Waccoon wrote:
Uh, so just HOW does all that prove it's a Windows-only problem?
I've read through your reply, and I think that you are still not clear on what exactly I mean with spyware. Spyware to me are malignant browser extensions which take advantage of bugs in the browser to make sure you visit sites or see advertisements you normally would avoid. In addition, some spyware might track what you are doing in order to establish a user profile. Some might register keystrokes in order to capture passwords or credit card details. A select handful will jump out of the browsing environment and hack themselves into the main system. Spyware is designed to enter the system via the browser and be hard to remove for someone without knowledge of OS internals. And most importantly, it installs without your knowledge or say-so.

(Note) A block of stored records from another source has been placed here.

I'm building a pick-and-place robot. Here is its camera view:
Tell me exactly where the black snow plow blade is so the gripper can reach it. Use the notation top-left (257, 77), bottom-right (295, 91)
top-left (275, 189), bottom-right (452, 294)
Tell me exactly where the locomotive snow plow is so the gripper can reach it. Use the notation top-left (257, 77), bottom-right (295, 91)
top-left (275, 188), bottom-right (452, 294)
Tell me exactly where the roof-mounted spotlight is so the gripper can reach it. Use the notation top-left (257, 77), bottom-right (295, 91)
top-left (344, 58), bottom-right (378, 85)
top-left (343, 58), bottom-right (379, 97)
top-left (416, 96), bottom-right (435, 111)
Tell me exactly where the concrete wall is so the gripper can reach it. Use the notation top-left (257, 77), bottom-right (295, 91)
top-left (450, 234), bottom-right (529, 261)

While equally malignant and despicable, I do not consider keyloggers on an OS level or packet sniffers (i.e., programs which are not dependent on the browser to function) to be spyware, although it is exactly what they do: spy.

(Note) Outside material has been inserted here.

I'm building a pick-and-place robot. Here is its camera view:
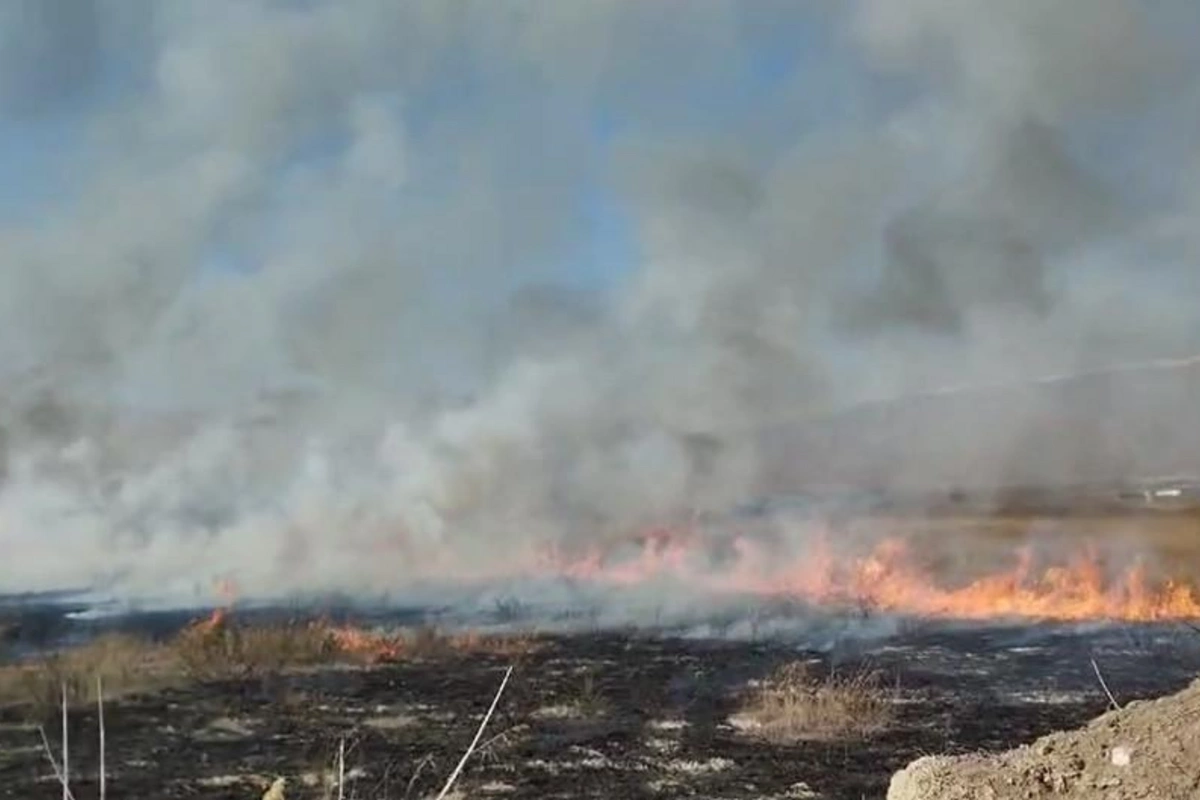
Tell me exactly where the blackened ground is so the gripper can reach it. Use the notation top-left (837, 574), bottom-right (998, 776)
top-left (0, 624), bottom-right (1200, 800)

That is why it is a Windows/IE-only problem: no other combination I know of allows such easy hijacking and modification of the browser by outside parties, despite you trying your best to surf cleanly and patch your system as often as you can. While I applaud your ingenuity to bypass Firefoxes built-in popup blocker, I notice that it has very little to do with the insidious means at which spyware gets into my Windows system. Bypassing a Javascript function is one thing, adding machine-executable code to the browser is quite another.

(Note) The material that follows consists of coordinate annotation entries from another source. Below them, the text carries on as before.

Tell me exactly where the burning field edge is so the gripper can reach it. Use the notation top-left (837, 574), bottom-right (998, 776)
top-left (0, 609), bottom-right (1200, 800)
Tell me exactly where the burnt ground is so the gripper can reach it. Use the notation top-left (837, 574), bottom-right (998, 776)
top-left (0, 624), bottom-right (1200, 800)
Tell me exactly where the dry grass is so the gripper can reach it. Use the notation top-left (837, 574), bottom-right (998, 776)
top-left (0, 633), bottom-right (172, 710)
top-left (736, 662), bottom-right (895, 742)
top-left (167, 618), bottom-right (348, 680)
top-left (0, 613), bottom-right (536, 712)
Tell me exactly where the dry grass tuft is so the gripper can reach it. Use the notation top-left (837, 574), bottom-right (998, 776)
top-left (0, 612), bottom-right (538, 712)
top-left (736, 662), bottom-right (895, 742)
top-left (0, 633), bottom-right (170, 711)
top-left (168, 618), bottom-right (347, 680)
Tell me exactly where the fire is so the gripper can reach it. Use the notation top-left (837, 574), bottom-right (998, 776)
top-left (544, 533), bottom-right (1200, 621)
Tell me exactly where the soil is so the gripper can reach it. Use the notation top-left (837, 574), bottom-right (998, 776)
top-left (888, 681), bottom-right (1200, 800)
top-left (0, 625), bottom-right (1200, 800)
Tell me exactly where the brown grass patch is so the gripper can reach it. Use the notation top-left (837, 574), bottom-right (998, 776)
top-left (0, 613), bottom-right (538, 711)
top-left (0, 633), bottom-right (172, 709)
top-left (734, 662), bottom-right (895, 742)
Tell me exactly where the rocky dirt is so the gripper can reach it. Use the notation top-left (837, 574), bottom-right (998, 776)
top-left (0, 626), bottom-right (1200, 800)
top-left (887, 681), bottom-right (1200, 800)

Just to give you a taste of the situation I find myself in: I run Windows 2000 SP4 with IE6. The system is fully patched. All services not critical to my daily job of using the computer have been disabled: therefore no Telnet, no NetBIOS over TCP/IP, no domain features (as this is a stand-alone machine) and much more. I do not use an Administrator account to operate the machine. I have not loosened to access permissions on \WINNT and \Program Files, despite my losing several useful utilities which assume more lenient access rights in the process. I check the event logs regularly, and have various anti-spyware tools installed: CWSShredder, HijackThis, Spybot, and thanks to your generous hint, AppPaths. (HijackThis and AppPaths are rather similar in design and do more or less the same.) I have disabled ActiveX, Java and active scripting; I only enable the latter for sites I trust (Amiga.org, a Dutch newspaper, a few forums for board games). I rarely install software, and most of it is either scientific, or a game demo from a respectable (read: trustworthy) site. I use Eudora for email. I do not look at attachments: email from senders I do not know is deleted on sight. I do not visit pr0n or warez sites. I do not use P2P-programs. Noone else uses the computer. You now have some idea about what I did to and do with the machine, I hope.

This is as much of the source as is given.